Namun politikus Fraksi Partai Demokrat itu tak memungkiri cuaca di daerah pegunungan memang tak bisa diprediksi. Sehingga hal ini harus diwaspadai pesawat-pesawat yang melewati jalur pegunungan. Apalagi daerah Dieng memang kawasan pegunungan.

“Kami melihat jalur penerbangan ke Dieng, untuk penerbangan ke daerah pegunungan ini, memang memiliki kondisi ekstrem, salah satunya cuaca. Terkadang bisa juga tiba-tiba muncul cuaca yang tidak bisa diidentifikasi dan diprediksi sebelumnya. Inilah yang menjadi fenomena manakala kalau terjadi penerbangan ke wilayah pegunungan,” ucapnya.
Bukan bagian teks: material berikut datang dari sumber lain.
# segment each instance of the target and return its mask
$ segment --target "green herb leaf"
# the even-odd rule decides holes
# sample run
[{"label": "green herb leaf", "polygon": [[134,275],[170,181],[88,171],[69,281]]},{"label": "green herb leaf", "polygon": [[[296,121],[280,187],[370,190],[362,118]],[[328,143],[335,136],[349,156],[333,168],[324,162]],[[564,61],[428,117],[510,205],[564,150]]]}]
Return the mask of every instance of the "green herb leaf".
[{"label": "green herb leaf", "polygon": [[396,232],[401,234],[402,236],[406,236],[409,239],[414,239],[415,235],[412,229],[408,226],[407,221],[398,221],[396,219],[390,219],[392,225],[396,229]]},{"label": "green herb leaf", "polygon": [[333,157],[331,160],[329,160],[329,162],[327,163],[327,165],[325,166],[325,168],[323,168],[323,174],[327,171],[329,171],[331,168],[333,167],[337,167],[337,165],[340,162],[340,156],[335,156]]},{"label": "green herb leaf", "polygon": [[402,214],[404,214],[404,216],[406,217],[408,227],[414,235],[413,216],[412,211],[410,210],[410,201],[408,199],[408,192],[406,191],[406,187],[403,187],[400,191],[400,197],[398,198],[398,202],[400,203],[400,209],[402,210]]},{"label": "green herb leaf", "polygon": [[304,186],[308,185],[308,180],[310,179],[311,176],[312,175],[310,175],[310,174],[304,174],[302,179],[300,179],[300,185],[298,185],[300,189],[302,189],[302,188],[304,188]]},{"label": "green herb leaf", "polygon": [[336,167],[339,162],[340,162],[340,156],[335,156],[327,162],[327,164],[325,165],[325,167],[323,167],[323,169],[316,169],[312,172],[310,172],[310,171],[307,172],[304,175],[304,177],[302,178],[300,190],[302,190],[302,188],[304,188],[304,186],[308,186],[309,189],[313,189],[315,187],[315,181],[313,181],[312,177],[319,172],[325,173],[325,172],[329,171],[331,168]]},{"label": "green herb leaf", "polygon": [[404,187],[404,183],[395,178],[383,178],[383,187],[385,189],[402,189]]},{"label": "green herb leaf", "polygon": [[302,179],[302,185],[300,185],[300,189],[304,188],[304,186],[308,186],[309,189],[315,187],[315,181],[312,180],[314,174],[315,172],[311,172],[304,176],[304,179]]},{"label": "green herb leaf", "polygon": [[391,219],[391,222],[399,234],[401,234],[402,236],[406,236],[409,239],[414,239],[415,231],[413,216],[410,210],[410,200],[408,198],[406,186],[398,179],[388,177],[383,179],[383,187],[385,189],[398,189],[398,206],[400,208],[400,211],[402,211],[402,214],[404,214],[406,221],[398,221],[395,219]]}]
Michael mencontohkan daerah pemilihannya, Papua Barat. Penerbangan ke daerah yang didominasi pegunungan dan perbukitan itu mayoritas dilakukan sebelum pukul 12 siang.

“Di atas itu, risikonya sangat tinggi. Sehingga, kalau penerbangan untuk wilayah pegunungan, kami menyarankan AirNav tidak memudahkan izin penerbangan, khususnya bagi helikopter dan pesawat berbadan kecil. Sebab, cuaca ekstrem di wilayah pegunungan itu bisa memunculkan berbagai potensi kecelakaan,” tuturnya.

Kendati Komite Nasional Keselamatan Transportasi belum menyelesaikan hasil investigasinya, Michael menduga helikopter itu mengalami kecelakaan karena kondisi cuaca. Apalagi helikopter itu terbang pada sore hari sehingga cuaca sulit diprediksi.

Kami punya dugaan bahwa penerbangan pada waktu sore, di mana kondisi cuaca ekstrem dan tidak diidentifikasi sebelumnya, menyebabkan jatuhnya helikopter itu,” kata politikus asal dapil Papua Barat itu.

Agar hal ini tidak terjadi lagi, Michael dan Komisi yang dipimpinnya, berkomitmen meningkatkan anggaran yang terkait dengan program keamanan dan keselamatan penerbangan. Sehingga kejadian-kejadian yang tidak diinginkan dapat diminimalisasi.